Voter Suppression Still Exists
Voting is one of America’s most cherished democratic liberties. While the founding fathers sought to utilize this fundamental component in our new nation, the right to vote was denied for many populations for centuries of US history. Individual states, particularly those in the south, had taken it upon themselves to make it even harder for people of color to vote since before the 18th century. Legislators passed laws, created literacy tests, and poll taxes while white citizens used threats and violence as a means to strip women of color of the right to vote. It’s easy to assume that these are all things of the past however, voter suppression is still very present in the United States. Although literacy tests may not be used anymore, practices like gerrymandering and voter ID laws work to make it harder for Black women to cast their votes. Discriminatory state-level policies including polling place closures and pre-registration requirements tend to leave working-class Americans, most of which are people of color, no choice but to postpone their vote. While voting rights in America have come a long way toward ensuring equal ballot access for all, it’s important to utilize the privilege that others might not have of making our voices heard on election day.

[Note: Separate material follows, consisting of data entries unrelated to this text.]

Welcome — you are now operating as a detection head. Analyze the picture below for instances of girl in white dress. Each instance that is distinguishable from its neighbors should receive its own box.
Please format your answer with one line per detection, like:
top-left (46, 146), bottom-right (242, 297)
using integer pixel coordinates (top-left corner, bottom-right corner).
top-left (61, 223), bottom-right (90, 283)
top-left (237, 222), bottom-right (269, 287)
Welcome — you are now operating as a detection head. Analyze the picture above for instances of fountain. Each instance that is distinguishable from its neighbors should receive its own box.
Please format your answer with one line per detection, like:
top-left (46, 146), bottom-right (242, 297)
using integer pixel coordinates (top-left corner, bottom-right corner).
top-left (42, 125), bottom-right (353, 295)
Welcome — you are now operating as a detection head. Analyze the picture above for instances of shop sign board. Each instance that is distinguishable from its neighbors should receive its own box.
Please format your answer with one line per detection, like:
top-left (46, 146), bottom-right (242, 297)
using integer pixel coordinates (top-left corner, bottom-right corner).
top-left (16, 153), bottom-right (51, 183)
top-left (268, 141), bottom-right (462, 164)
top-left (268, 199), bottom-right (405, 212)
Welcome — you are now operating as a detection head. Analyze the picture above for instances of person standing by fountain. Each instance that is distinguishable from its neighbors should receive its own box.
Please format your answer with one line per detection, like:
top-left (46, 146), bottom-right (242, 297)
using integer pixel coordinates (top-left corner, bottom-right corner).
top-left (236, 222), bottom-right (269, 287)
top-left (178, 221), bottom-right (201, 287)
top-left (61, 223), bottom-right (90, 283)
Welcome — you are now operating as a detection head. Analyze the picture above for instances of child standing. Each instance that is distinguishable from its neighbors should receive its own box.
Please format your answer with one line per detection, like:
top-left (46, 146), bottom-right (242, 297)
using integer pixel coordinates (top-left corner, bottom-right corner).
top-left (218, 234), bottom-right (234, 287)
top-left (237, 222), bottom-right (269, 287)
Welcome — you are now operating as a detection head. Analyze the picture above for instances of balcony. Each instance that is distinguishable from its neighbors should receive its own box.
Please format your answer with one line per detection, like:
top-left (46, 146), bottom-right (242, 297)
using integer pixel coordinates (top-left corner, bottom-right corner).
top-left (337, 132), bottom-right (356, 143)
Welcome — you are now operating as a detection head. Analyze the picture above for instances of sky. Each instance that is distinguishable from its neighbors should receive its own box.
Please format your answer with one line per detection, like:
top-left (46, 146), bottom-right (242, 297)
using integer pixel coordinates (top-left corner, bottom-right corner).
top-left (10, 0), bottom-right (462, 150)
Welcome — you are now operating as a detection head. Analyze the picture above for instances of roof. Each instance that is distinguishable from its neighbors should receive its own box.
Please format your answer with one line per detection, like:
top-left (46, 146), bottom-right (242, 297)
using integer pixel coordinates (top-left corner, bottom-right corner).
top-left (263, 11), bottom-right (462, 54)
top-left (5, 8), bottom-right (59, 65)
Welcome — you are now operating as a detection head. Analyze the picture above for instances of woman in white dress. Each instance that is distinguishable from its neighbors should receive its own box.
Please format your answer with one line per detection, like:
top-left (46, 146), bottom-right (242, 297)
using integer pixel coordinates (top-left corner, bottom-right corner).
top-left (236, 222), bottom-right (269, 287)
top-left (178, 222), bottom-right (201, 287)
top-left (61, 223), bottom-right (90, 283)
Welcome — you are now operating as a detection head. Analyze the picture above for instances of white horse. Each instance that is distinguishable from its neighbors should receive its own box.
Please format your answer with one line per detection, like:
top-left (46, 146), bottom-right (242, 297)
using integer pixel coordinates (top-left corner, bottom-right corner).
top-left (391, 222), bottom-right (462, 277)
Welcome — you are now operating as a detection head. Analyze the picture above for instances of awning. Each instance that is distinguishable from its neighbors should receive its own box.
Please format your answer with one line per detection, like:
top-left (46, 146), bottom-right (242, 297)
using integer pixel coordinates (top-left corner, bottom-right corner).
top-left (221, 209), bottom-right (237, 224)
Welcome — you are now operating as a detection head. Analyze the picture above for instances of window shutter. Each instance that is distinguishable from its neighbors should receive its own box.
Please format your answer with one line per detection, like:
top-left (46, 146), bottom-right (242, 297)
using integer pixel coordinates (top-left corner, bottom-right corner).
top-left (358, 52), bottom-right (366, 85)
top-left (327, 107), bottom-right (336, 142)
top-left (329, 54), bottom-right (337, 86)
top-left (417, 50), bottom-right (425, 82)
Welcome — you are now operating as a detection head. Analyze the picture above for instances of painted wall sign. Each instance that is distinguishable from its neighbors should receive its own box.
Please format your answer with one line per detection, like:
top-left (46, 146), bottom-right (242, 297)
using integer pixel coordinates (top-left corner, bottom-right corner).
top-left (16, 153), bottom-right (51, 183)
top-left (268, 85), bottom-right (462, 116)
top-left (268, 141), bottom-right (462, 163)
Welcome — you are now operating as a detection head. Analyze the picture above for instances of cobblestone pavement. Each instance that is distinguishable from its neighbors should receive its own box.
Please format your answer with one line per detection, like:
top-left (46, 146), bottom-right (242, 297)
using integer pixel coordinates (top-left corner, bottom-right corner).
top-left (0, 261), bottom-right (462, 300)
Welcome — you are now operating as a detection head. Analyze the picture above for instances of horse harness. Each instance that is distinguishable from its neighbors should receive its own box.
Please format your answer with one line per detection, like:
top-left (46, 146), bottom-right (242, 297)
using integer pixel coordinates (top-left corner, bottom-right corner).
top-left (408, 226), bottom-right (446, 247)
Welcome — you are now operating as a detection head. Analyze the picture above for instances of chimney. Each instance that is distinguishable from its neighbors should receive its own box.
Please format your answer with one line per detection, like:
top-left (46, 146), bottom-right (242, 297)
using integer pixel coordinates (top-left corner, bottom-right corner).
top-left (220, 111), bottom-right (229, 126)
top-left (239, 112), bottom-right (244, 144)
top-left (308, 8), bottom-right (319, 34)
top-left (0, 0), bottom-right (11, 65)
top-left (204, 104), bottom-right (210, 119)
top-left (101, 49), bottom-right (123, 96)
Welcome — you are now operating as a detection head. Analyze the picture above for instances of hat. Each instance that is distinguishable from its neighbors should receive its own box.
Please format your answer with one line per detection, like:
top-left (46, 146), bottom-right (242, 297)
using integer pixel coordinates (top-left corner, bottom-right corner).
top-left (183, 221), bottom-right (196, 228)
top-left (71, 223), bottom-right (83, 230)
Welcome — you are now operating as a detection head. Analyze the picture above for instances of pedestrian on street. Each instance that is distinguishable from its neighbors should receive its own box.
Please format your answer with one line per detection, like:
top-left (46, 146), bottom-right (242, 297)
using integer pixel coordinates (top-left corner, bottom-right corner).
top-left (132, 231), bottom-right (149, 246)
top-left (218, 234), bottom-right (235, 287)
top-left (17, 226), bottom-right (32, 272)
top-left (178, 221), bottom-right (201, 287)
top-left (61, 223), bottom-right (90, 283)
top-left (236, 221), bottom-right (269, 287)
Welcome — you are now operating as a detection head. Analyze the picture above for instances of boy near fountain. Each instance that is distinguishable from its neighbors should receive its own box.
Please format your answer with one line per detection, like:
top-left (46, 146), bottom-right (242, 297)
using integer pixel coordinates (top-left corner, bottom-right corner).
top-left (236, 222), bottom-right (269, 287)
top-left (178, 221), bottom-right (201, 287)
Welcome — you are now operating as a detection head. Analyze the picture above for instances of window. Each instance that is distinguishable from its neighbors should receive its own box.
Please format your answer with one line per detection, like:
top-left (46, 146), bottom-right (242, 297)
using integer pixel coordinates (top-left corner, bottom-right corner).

Suffrage Has Yet to Be Given to Incarcerated Women
A hundred years after women earned the right to vote, there is now a large population of people losing it. Felon disenfranchisement refers to the mass incarceration of women of color and how this issue affects Black women in particular. Within the U.S., 50% of the prison populations are women of color who are prohibited from voting while incarcerated. The U.S. is home to just 4% of the world’s female population yet is also responsible for 33% of the world’s incarcerated female population. Almost 6 million taxpaying Americans with felony convictions were barred from voting in the 2018 midterms due to state-level felon disenfranchisement laws. Prior to the overturning of Florida’s disenfranchisement law, 1 in 10 Floridians were barred from voting due to a felony conviction. In recent years, however, there has been an increase in the movement for expanding voting rights to citizens facing time within the U.S. criminal justice system. These actions have included establishing jail polling locations, authorizing special states for incarcerated voters, and designing jail voter registration plans. To someone who has fortunately not been stripped of their right to vote, this may seem like small progress. However, the adoption of these policies helps to protect the voting rights that women fought so hard for 100 years ago.
Voting is a crucial aspect of our democratic system and regardless of an individual’s circumstances, everyone should have equal access to the tools and resources necessary to exercise their right to vote. It is critical that as we celebrate a century since the ratification of the 19th amendment, we highlight the importance of voter confidence in our democracy that so many fought to protect.